In the spring sunshine Lasithi’s circumscribed plain was a quilt of blue and yellow wildflowers, of fields of scarlet poppie
s and new green wheat, every field with its windmill, thousands of white canvas sails turning atop squat strap-iron towers, facing into the northerly breeze and creaking merrily as they turned. Walking through the plain with the smell of new growth drenching the air, with the windmills singing in the wind and snow-crested Dikti serene against the sky, Manolis felt a rush of unfocused joy.
He came to Tzermiado, which a year ago would have seemed a metropolis to him but after Kastro was only another village. He asked directions to the cave of Trapeza and walked a few hundred yards farther, to a tabletopped bluff that rose above the village. A narrow path climbed steeply between low walls shaded by carob and olive and oak; a scramble at the top took him to a ledge in front of the cave’s narrow entrance.
The ledge was surely busier than it had been for several thousand years, with village men squeezing past each other in the entrance, those going in carrying empty baskets, those coming out carrying baskets full of mud, which they dumped in front of two women seated on camp stools, who sorted through it, pulling bits of bone and pottery and carved stone from the filth.

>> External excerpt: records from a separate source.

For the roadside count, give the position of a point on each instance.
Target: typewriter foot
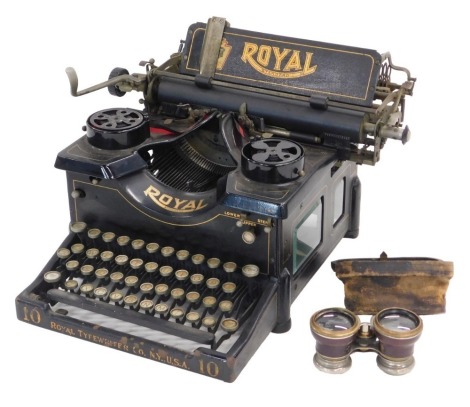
(283, 327)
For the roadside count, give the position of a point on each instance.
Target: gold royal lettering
(260, 58)
(174, 204)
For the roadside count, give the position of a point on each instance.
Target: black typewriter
(196, 221)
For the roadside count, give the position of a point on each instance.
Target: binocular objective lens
(334, 330)
(335, 321)
(397, 330)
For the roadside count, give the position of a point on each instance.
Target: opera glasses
(391, 333)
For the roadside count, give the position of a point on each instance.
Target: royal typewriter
(197, 220)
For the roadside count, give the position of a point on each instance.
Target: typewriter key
(146, 288)
(166, 271)
(209, 301)
(101, 273)
(107, 255)
(192, 317)
(77, 248)
(146, 305)
(152, 247)
(115, 296)
(100, 292)
(181, 275)
(52, 276)
(177, 313)
(123, 240)
(197, 258)
(213, 262)
(131, 300)
(193, 296)
(94, 233)
(63, 253)
(212, 283)
(136, 263)
(72, 265)
(92, 253)
(182, 255)
(161, 308)
(87, 269)
(161, 289)
(151, 267)
(108, 237)
(229, 325)
(117, 277)
(138, 244)
(131, 281)
(121, 259)
(196, 279)
(77, 227)
(87, 288)
(167, 251)
(250, 270)
(177, 293)
(229, 287)
(226, 306)
(209, 322)
(71, 285)
(230, 267)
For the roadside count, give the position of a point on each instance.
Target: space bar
(124, 314)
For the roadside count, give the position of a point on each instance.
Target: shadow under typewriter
(180, 303)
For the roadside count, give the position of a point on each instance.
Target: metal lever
(133, 81)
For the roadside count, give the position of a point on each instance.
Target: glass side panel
(308, 235)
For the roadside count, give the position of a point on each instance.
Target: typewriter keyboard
(205, 300)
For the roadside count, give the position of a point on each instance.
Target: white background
(414, 202)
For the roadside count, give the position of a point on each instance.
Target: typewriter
(197, 221)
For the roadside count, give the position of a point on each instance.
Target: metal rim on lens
(329, 333)
(399, 334)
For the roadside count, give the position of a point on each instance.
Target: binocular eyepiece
(391, 333)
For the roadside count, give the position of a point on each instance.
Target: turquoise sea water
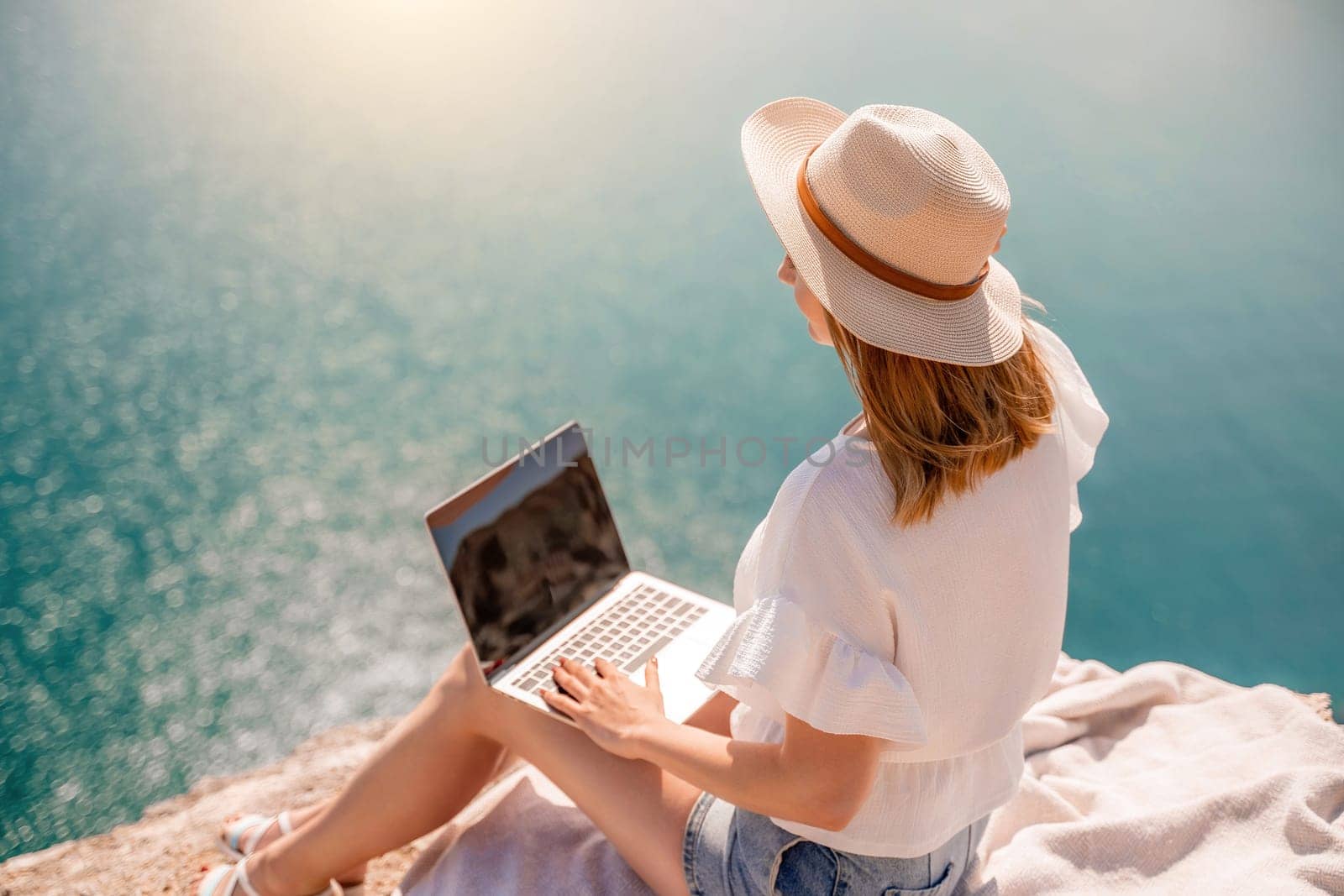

Hilda Pendlebury was one of the women; beneath her kerchief a few wet strands of hair were plastered across her brow. “Manoli! We didn’t expect you so soon.” She stood, wiping her muddy hands on her long apron. “Do you know Miss Money-Coutts?”
The younger woman, equally drenched in sweat, nodded acknowledgment but remained seated and did not break her concentration.
“Oh yes, from last summer,” Manolis said. “She helped ton kyrio Pendabri catalogue the sherds.”
“For which history will remember me,” said Money-Coutts, sparing him a wry glance as she pawed through a handful of mud, “if for nothing else.”